It’s been a while since a piece of software left me feeling as genuinely excited and happy as getting started with Metabase did. It’s some of the nicest tooling for internal “analytics” / “business intelligence” / “data introspection” I’ve come across.
(Disclaimer: I have no affiliation with Metabase, I’m just enthusiastic about it)
I’ve seen and been involved in a bunch organisations building their own internal analytics tooling. It starts off small. Sometimes someone runs a quick query against the production database, and you hope it doesn’t generate too much load. Sometimes someone downloads a copy of the production database and runs a query there, and you hope that copy doesn’t leak. Sometimes, finally, someone puts together a quick internal admin tool that runs against a read-only replica and spits out some JSON / HTML, or a cron job to email, but it’s still a bunch of ad-hoc hackery and sadness.
At some point, you find yourself thinking “I just need something that will take SQL queries, let me do some parameterisation, maybe some caching, maybe some scheduled reporting, maybe Slack/email hooks, maybe some graphing”. Inevitably my searching wouldn’t turn much up other than Enterprise Solutions (TM) which meant DIY-ing as much as possible while not letting it be a distraction from the core business.

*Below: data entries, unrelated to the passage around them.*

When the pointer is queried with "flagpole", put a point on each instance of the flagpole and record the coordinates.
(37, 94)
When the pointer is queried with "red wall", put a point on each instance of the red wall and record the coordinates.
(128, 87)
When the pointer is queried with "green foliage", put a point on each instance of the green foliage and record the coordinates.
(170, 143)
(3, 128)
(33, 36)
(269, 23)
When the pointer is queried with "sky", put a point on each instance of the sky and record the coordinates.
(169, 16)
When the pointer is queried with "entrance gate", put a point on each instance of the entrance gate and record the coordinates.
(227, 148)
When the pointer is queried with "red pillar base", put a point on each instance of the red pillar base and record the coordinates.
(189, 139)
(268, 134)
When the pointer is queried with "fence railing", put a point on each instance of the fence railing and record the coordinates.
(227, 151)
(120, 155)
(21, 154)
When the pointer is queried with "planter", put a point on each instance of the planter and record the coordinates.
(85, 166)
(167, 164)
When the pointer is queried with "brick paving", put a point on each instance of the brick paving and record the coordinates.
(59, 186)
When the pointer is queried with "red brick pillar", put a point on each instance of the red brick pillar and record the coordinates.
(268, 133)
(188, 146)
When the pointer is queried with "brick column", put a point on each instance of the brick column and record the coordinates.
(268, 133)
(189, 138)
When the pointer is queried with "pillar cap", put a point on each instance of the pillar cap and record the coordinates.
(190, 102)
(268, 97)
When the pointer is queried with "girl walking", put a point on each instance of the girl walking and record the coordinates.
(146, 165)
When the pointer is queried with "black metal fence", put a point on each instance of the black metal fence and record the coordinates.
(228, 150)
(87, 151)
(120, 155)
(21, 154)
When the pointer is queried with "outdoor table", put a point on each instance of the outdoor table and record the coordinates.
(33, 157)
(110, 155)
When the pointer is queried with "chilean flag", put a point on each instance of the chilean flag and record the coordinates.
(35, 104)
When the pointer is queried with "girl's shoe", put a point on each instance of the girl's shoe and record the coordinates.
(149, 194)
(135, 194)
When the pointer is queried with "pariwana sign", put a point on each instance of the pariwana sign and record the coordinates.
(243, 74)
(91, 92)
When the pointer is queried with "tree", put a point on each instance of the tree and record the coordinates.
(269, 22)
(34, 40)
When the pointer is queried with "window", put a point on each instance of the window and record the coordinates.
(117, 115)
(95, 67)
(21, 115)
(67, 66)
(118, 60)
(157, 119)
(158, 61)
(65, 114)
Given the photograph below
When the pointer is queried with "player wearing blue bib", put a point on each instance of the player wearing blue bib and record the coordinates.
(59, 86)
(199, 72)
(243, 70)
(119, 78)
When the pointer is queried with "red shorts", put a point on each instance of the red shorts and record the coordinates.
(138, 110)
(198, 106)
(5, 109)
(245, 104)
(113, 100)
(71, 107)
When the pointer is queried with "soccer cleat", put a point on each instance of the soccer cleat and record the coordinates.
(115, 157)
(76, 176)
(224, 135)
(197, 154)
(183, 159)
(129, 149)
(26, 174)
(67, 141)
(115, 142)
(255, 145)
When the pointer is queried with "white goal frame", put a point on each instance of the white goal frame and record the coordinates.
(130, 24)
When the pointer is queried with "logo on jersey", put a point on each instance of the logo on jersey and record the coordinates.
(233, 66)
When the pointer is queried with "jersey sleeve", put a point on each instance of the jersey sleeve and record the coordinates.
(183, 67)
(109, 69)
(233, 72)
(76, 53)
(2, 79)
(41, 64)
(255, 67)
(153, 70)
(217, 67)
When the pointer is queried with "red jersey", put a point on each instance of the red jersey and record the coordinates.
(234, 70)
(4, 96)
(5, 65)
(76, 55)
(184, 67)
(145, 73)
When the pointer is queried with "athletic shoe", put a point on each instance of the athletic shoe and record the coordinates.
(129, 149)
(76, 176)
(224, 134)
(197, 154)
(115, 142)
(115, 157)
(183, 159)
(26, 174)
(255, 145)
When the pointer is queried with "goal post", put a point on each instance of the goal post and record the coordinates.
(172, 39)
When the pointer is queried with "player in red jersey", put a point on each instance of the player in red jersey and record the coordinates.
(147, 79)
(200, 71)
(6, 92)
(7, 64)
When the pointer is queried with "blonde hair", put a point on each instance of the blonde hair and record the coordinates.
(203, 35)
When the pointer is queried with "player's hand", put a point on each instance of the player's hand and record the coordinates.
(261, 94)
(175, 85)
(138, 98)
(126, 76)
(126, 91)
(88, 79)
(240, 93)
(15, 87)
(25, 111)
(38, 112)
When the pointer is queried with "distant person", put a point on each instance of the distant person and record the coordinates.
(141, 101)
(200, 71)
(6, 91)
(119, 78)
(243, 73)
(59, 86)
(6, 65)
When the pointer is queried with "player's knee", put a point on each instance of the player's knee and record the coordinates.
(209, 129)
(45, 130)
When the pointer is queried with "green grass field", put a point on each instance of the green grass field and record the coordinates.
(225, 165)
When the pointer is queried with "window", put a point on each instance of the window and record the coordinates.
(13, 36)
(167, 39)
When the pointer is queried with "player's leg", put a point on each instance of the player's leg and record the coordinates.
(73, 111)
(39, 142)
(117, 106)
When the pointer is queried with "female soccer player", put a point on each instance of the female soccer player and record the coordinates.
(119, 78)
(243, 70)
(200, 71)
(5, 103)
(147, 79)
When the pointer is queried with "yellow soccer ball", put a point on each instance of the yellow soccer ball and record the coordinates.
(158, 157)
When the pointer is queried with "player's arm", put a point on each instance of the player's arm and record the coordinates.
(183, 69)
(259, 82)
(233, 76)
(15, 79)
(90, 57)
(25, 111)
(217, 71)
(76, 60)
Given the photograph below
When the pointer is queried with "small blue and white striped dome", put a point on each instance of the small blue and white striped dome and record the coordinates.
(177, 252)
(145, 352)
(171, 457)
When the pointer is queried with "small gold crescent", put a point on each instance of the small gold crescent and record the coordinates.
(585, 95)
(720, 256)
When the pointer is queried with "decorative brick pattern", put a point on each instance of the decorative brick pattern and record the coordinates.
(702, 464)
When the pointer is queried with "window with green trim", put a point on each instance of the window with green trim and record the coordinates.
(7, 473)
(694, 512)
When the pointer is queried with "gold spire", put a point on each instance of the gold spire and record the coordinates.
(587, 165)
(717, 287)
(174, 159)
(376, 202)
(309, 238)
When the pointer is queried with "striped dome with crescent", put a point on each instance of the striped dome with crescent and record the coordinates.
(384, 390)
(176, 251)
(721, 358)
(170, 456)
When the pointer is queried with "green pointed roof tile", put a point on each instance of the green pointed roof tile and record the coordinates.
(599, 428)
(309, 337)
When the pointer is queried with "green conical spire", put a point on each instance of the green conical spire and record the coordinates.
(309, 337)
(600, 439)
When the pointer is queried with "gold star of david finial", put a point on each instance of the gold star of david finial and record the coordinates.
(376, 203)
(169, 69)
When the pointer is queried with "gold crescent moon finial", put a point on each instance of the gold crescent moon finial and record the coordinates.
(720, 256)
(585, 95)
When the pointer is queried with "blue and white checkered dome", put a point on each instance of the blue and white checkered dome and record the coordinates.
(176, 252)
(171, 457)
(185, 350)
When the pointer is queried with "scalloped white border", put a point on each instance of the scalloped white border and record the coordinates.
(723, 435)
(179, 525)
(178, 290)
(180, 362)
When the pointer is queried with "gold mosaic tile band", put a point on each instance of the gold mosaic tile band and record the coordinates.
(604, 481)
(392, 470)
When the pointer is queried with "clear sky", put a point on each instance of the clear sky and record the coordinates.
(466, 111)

Then I found Metabase, which delivers all of that and more in an intuitive fashion that’s easy to get started with and to run and operate.
They have an OSX app (with good sample data) if you want a demo or a purely local version, or you can grab a Docker image, JAR, or the source to run in a less ad-hoc fashion. It was under half an hour to deploy to AWS Elastic Beanstalk, almost all of which was me failing at VPCs and security groups.
There’s a remarkably powerful query interface if SQL isn’t your thing:
But if SQL’s what you prefer then that’s easily doable:
There’s templating so you can parameterise:
There’s dashboards for at-a-glance viewing:
There’s “Pulses” for scheduled reports via Slack/email:
There’s tonnes more.
Metabase offers exactly the tools I’ve been wanting for data exploration and visualisation, so now I can spend time on the bits unique to me.